Developmental biologists often have to hear that their favourite organism does not fully recapitulate all the complexities of human physiology and disease. This objection is correct: after all, they are called model systems for a reason. Still, the record shows that in many cases what we have learned about the molecular mechanism of Wnt signalling in diverse organisms has turned out to be directly translatable and relevant for human health. Importantly, these similarities and connections all too often only reveal themselves later, once the same concepts are re-discovered in a human (disease) context. Therefore, it seems fair to say that developmental biologists should continue to investigate biology for its own sake, without direct and immediate translation as a prerequisite, and, crucially, to be offered the funding to do so. History has proven time and time again that societal impact will follow.
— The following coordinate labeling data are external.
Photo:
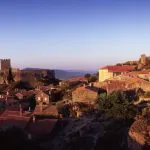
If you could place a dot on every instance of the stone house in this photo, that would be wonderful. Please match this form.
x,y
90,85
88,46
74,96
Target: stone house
x,y
110,72
85,94
43,97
If developmental biology has done one thing for us, it was to show us that new ideas and concepts originating from basic curiosity-driven research have the potential to contribute to biomedical applications and eventually fuel new treatment innovations for human diseases.

We celebrate the multidisciplinary efforts that have led to our current understanding and accumulated knowledge of the Wnt pathway and apologize to all colleagues whose important work could not be cited due to space constraints.